I’m siiiiick. If you follow Willow Bird Baking on Facebook or Twitter (you do, right?), you’ve probably heard me whining about it lately (okay, maybe this isn’t the best way to encourage you to follow).
It started with a sore throat and has turned into a beastly, phlegmatic ogre of a cold that has taken up residence in my chest and commenced hanging draperies and such. I have protested this development with various hot teas, soups, and my favorite home remedy suggested by readers: complaining.
Three Safe-to-Eat Cookie Doughs: Chocolate Chip, Sugar, and Cake Batter!

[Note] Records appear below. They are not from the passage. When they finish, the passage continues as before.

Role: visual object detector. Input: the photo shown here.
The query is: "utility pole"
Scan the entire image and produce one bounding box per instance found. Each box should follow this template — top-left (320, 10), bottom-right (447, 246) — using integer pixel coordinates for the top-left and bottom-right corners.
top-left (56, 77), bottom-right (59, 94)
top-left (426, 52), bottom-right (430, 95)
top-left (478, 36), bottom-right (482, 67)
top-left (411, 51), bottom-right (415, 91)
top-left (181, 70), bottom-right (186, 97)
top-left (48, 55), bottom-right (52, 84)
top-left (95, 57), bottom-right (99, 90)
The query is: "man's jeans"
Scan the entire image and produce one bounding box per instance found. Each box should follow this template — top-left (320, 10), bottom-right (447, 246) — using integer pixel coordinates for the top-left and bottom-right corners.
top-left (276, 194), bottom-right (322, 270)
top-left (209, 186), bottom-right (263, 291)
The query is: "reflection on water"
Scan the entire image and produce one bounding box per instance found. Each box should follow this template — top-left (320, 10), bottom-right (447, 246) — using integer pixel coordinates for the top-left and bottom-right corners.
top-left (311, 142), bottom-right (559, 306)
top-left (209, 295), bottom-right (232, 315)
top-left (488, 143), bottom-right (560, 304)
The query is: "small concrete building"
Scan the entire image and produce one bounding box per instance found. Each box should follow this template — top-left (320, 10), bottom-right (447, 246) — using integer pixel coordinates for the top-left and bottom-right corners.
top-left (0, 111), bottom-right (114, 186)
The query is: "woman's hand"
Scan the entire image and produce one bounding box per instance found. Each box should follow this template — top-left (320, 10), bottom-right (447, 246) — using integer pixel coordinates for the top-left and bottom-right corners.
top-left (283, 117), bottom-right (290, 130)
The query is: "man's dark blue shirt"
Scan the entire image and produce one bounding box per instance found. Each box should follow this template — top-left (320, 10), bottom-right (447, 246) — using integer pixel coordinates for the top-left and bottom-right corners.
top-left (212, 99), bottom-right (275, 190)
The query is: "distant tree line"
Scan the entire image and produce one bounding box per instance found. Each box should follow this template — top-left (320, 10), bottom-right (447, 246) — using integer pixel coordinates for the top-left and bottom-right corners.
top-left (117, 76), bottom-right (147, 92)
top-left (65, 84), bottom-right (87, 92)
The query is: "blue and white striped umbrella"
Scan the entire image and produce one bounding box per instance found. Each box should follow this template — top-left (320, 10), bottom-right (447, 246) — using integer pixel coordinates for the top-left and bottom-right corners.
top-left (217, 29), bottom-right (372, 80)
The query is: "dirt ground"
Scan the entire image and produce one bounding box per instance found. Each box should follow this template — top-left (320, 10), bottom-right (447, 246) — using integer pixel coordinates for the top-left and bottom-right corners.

I know my students are to blame for this plague! They’ve been dropping like flies recently. A wave of 6th graders was sick early in the year, and then 7th grade took a nose dive. At one point almost half the class was home in bed, weeping at the thought of missing their fantastic language arts class and writing pickup essays in fond remembrance of healthier days. That’s what students do when they’re home sick, right?
I can’t stay home until I’m better, but I do tend to baby myself when I’m sick. Take, for instance, the vat of spicy crab chowder and loaf of sourdough bread I allowed myself to eat yesterday under the guise of “feeding a cold” (not that I starve a fever or anything).
And I’m not even going to mention the amount of this cookie dough I consumed over the weekend. I’m sure cookie dough has, like, vitamins and stuff.
If nothing else, cookie dough is good for the soul. As a child, my idea of adulthood was finally getting to sit down with a tube of technically-unsafe-to-eat-before-baking cookie dough, slice it open, and eat the whole thing — no parental scolding involved.
And now, look how far I’ve come: this weekend I made not one, but three kinds of cookie dough! Not only that, but they’re all eggless and therefore actually safe to eat*.
Chocolate chip cookie dough recipes are popular and easy to find, but safe-to-eat sugar cookie dough is a bit more elusive. I developed the recipe below from a regular sugar cookie recipe. But the dough that really takes the cake (literally!) is the Cake Batter Cookie Dough.
Jessica at How Sweet It Is has been going cake batter crazy lately, and I’m loving it! Inspired, I decided to create a rich cookie dough that tastes like buttery yellow cake batter, complete with sprinkles. There’s just something wonderful about food that tastes like a birthday party.
Oh, and are you wondering about those truffles in the photos? Stay tuned — I’ll tell you all about those soon, along with yet another awesome use for cookie dough!
So, in summary: I’m sick. My students are sick. We’re all sick. Eat cookie dough.
- ½ cup butter, softened
- ¾ cup light brown sugar, packed
- 1 cup all-purpose flour
- ½ teaspoon salt (a few people have found this to be too much; if you want, just add a pinch and increase to taste. I add the full ½ teaspoon and enjoy it!)
- 1 tablespoon vanilla extract (again, you might want to add this a teaspoon at a time to taste. I add the full tablespoon and enjoy it!)
- 1 cup semisweet chocolate chips
- In a medium bowl, cream together the butter and sugar. Stir in the flour, salt, vanilla and chocolate chips. Add water one tablespoon at a time (stirring between each) until the dough reaches cookie dough consistency.
- 1⅓ cups and 1 tablespoon all-purpose flour
- ½ cup butter, softened
- ¾ cup white sugar
- 1-2 tablespoons water
- ½ teaspoon vanilla extract
- In a medium bowl, cream together butter and sugar for 2-3 minutes until light, fluffy, and pale yellow. Mix in flour and vanilla. Add water one tablespoon at a time, mixing after each, until you reach cookie dough consistency.
- 1½ cups all-purpose flour
- ⅔ cup yellow cake mix
- ¼ teaspoon salt
- ½ cup unsalted butter, room temperature
- ½ cup granulated white sugar
- 1 teaspoon pure vanilla extract
- 2 tablespoons sprinkles
- 4-8 tablespoons water
- In a medium bowl, cream together butter and sugar for 2-3 minutes until light, fluffy, and pale yellow. Mix in salt, flour, cake mix, sprinkles, and vanilla. Add water one tablespoon at a time, mixing after each, until you reach cookie dough consistency.
*Note: Since posting this recipe, scientisty types have also found that raw flour — just like produce — can carry E.coli if it’s been contaminated with it. This article suggests that the risk is even smaller than the tiny risk of getting Salmonella from eating cookie dough with raw eggs, but it’s still there and I wanted you to know about it. At least eggless cookie dough is safer — and no reason to waste the eggs when you just want to eat it with a spoon, right?!